文化祭が終わった二日後、奈津美先輩は予定通り高校を中退し、さらにその三日後にフランスへと旅立った。

 僕は……奈津美先輩の見送りには行かなかった。行くべきではないと、わかっていたからだ。

 見送りに行った真菜さんの話だと、奈津美先輩は『アルカンシエル』の一冊であるオレンジの文集を手に、とても晴れやかな顔で旅立っていったらしい。
 僕が見送りに行かなかったことについて真菜さんが聞いたら、「もしここに来たら、ほっぺたを引っ叩いてやるところでした」と即答していたそうだ。真菜さんからのメールを読みながら、奈津美先輩らしいと笑ってしまった。
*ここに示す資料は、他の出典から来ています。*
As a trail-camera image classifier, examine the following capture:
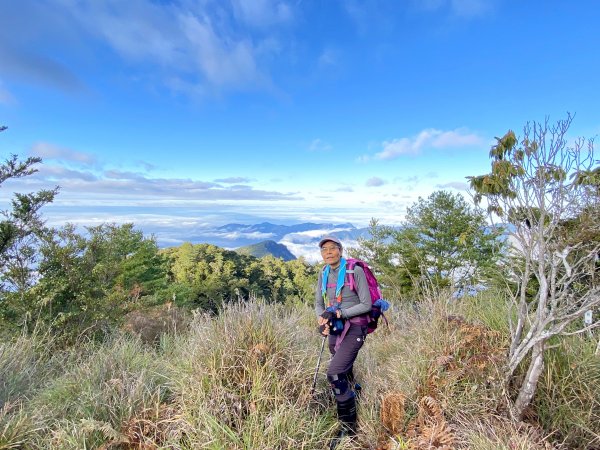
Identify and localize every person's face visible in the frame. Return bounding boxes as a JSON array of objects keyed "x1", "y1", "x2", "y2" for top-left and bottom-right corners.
[{"x1": 320, "y1": 242, "x2": 342, "y2": 268}]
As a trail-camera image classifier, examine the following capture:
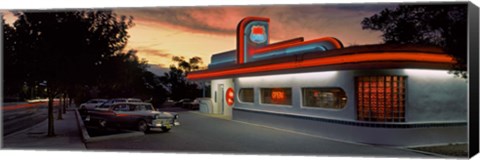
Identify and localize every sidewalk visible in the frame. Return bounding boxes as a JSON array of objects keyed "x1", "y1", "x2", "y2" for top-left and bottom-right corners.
[{"x1": 3, "y1": 108, "x2": 86, "y2": 150}]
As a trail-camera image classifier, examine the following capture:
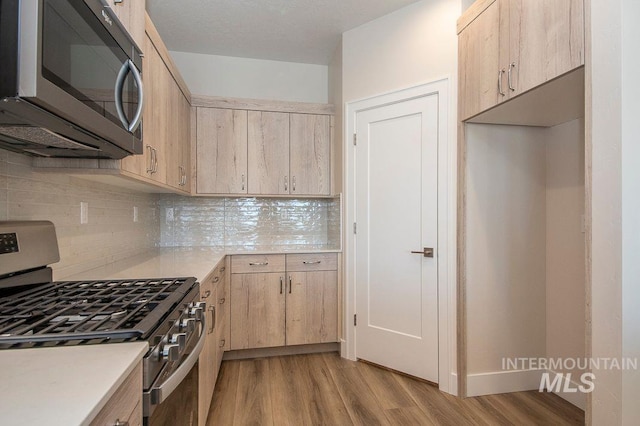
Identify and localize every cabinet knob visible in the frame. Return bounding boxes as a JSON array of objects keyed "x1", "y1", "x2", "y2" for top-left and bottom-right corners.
[{"x1": 114, "y1": 420, "x2": 129, "y2": 426}]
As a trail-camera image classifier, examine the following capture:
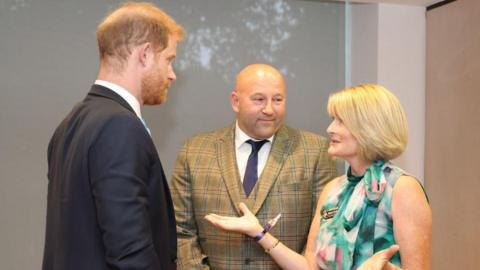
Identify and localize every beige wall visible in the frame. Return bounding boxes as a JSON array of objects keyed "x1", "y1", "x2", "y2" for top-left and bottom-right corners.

 文化祭後、僕は正式に書籍部部長を引き継ぎ、最初の仕事をすることになった。書籍部の文集である『アルカンシエル』を、みんなに配る仕事だ。
 真菜さんも、陽菜乃さんも、叔父さんも、九條先生も、渋谷先輩も、みんな喜んで文集を受け取ってくれた。大切にするよ、と言ってくれたみんなの言葉は、今も胸に残っている。ほんの少しだけど、先輩との約束の第一歩を踏み出せた気がした。

 特に、久しぶりに会った渋谷先輩とは、話が弾んだ。奈津美先輩がフランスに旅立ったことを告げると、「栃折さんらしい」と苦笑していた。奈津美先輩の選んだ道を心配しつつも心から応援しているところが、渋谷先輩らしかった。

「栃折さんに負けないよう、一ノ瀬君も頑張って。部長の仕事も、それに君の夢のことも」

 別れ際、渋谷先輩はそうやって僕にもエールを送ってくれた。去っていく渋谷先輩を見ながら、この人が僕の先輩で良かったと、素直に思えた。

 そんないくつかの変化に慣れる間に、暦はいつの間にか十月となっていた。
 資料室の窓からは、心地よい風が吹き込み、カーテンを揺らしている。昔はひとりになればプライベートスペースが持てるとか思っていたけど、ひとりの資料室は何だか静か過ぎて落ち着かなかった。僕もすっかり奈津美先輩に毒されてしまったということだろう。やれやれだ。

「やっぱり、来年の部員集めはしっかりやらないとな。今のまま、あと一年過ごすのは寂しいし」

 部室を見回しながら、独り言を漏らす。
 陽菜乃さんから始まり、真菜さんや渋谷先輩を経て、奈津美先輩から僕へと託された書籍部。その灯を絶やしてしまうのは、今では忍びなく感じる。
 少ない人数でもいい。信頼できる後輩を見つけて、この灯を、未来へつなげていきたいと思う。それが多くの先輩たちから託された、僕の使命だと思うから。

「さてと! それじゃあ、家に帰って勧誘の作戦でも練るとしようかな。他の部に負けないような、派手な作戦を」

 奈津美先輩が言い出しそうなことを口にしつつ、ソファーから立ち上がる。荷物をカバンに詰め、窓とカーテンを閉めた僕は、テーブルの上に目を落とした。